It seems sensible for an employer to have a nepotism policy restricting the circumstances where an employee may supervise a family member (or make employment decisions such as compensation, discipline, evaluation, or promotional opportunities). However, at least in the unionized workplace, and especially in the public sector, employers cannot let common sense get in the way of potential mandatory bargaining obligations.
In City of Hartford v. Connecticut State Board of Labor Relations, 2014 WL 2581034 (Conn Super. May 7, 2014), a female employee in the City Treasurer’s Office in Hartford married a gentleman who became the City Treasurer. Subsequently, the City (1) adopted a new policy and ordinance governing nepotism, and (2) based upon this policy, transferred the employee to another department in order “to eliminate any and all concerns regarding claims of nepotism or favoritism.” Specifically, the City mandated that the policy must be “taken into consideration when relatives of employees are being reviewed for new job assignments, transfers or promotions” and required that if “two existing employees of the City work together in a supervisory relationship…one of the employees may be transferred or otherwise reassigned.”
The employee’s union filed a complaint with Connecticut’s State Board of Labor Relations (“SBLR”) claiming that the City acted illegally in unilaterally implementing the policy without bargaining with the union. The SBLR agreed, and determined that the unilateral adoption of the policy and the transfer of the employee were illegal as they constituted an illegal unilateral change in conditions of employment. The City appealed the decision to the Connecticut Superior Court, specifically challenging the SBLR’s determination that the City was required to bargain with the union before implementing the anti-nepotism policy.

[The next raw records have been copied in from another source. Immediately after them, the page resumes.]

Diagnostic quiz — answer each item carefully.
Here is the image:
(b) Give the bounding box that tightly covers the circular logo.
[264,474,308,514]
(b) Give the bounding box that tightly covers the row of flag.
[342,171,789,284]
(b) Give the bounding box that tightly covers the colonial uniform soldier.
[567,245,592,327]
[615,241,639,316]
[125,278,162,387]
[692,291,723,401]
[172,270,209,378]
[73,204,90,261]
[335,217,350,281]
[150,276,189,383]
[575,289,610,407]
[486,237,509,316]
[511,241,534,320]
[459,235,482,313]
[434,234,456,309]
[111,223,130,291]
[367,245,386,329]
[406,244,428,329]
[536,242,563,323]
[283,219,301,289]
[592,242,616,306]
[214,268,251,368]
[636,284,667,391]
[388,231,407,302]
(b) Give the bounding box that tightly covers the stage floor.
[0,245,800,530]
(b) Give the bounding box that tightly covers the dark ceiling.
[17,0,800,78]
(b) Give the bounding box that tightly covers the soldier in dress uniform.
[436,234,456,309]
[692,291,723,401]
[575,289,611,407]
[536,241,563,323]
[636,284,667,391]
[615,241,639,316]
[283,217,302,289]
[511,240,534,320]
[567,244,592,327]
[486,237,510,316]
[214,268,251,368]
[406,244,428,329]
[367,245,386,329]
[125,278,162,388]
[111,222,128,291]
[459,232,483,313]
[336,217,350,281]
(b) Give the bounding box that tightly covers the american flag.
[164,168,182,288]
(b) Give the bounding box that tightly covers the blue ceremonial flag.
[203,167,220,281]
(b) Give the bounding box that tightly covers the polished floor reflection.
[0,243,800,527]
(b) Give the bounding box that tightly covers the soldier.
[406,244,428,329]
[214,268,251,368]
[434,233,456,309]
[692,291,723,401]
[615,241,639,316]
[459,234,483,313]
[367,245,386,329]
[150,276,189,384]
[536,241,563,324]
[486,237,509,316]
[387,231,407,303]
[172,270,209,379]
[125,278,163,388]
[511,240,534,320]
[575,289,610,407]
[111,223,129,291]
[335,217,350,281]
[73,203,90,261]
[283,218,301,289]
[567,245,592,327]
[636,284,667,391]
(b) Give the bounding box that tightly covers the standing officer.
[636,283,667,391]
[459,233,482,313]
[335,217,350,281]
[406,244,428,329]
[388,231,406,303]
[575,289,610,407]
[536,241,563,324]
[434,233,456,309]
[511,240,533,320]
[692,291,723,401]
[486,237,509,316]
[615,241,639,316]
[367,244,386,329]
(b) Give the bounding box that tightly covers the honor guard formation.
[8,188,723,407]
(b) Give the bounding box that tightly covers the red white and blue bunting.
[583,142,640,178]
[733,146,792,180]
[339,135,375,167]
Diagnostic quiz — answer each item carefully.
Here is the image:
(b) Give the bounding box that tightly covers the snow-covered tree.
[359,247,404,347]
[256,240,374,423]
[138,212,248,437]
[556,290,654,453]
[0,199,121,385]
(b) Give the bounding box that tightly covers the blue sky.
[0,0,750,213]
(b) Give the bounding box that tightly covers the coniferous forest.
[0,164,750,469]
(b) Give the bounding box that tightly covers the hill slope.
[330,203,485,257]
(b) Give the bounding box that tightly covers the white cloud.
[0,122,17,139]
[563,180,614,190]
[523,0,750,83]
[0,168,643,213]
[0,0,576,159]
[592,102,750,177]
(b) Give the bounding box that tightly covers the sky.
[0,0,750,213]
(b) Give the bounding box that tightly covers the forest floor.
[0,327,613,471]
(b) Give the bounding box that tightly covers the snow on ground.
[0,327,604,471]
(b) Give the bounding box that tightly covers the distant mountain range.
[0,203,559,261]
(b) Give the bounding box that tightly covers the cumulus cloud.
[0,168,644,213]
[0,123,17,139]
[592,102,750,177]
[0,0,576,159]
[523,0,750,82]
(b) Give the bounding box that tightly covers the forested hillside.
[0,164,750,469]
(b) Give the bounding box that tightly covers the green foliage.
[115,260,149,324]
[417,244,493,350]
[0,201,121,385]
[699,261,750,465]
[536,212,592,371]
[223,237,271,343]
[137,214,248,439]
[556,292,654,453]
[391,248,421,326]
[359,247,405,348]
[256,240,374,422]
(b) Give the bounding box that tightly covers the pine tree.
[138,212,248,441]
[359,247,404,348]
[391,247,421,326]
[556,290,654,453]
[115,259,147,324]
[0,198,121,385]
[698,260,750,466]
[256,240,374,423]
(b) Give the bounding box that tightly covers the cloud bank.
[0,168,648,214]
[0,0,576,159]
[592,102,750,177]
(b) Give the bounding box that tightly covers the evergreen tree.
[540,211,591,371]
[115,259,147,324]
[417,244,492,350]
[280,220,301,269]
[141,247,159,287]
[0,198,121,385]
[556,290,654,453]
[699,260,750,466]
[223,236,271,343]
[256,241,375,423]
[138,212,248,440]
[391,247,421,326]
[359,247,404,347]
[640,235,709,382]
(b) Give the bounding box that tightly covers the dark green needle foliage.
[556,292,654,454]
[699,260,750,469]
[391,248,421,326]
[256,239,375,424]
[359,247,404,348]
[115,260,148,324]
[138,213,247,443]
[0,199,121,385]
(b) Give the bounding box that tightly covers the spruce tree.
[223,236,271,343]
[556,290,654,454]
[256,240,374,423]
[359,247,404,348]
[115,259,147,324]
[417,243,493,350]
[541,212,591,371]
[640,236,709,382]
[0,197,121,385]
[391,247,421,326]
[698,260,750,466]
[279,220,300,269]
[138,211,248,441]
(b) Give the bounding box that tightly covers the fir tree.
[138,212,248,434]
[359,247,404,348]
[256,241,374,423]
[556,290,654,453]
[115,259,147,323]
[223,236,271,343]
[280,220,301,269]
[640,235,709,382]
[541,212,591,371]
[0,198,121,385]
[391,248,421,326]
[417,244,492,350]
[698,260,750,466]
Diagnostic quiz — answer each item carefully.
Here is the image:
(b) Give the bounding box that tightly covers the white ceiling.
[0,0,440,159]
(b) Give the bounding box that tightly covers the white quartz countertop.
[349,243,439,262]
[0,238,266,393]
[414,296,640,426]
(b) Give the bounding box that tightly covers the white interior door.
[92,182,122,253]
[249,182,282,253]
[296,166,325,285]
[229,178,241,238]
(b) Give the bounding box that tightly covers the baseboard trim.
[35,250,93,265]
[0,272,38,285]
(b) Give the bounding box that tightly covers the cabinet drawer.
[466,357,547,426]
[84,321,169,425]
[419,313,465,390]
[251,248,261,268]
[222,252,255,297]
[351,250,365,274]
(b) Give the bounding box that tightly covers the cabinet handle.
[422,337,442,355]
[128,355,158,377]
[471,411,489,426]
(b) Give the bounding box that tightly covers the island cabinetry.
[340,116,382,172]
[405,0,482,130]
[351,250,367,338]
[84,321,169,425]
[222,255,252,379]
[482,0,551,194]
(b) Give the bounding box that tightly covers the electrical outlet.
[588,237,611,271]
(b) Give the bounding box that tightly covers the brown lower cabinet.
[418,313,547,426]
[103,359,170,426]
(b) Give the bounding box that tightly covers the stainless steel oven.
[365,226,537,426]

The Court affirmed the SBLR’s decision. The Court noted that the City was not prohibited from adopting an anti-nepotism policy, stating that “a municipality’s adoption of a policy that prevents the influence of nepotism on the hiring, assigning, and promotion of its employees may well be both wise and admirable.” Rather, the issue was whether the Municipal Employees Relations Act requires a municipality to bargain in good faith with unions regarding the aspectsof its nepotism policy that impact its employees’ conditions of employment — in other words although the city had the right to implement the policy ,it nevertheless had to bargain over the policy’s impact on the employees. The Court noted that “terms and conditions of employment” which must be bargained include transfers. The Court noted that the policy expressly affected transfers. As an employee was transferred pursuant to the policy, it affected a “condition of employment,” which normally requires bargaining.
The Court rejected the City’s contention that bargaining with the union regarding the nepotism policy would be illegal as against public policy. The Court also rejected a claim by the City that the nepotism policy touched upon an area strictly within its managerial prerogative (and a matter of “local concern” committed to its discretion). Although the City is empowered by state law to adopt a code of ethical conduct, to the extent that such a code affects conditions of employment, its provisions are still subject to mandatory collective bargaining.
Pointing out the absurd, the Court did note that a bargained-for “pro-nepotism” policy could be against public policy. However, the SBLR and the Court stressed that just because the laws may require a certain modicum of ethics, an employer’s obligations under labor laws do not disappear. The dichotomies offered by the existing labor caselaw (for example, while the decision to establish a paramedic unit is a municipality’s call, the terms of employment for the paramedics then require bargaining) remain instructive in assessing the obligation to bargain over the impact of a managerial decision, even those reflecting “good government.”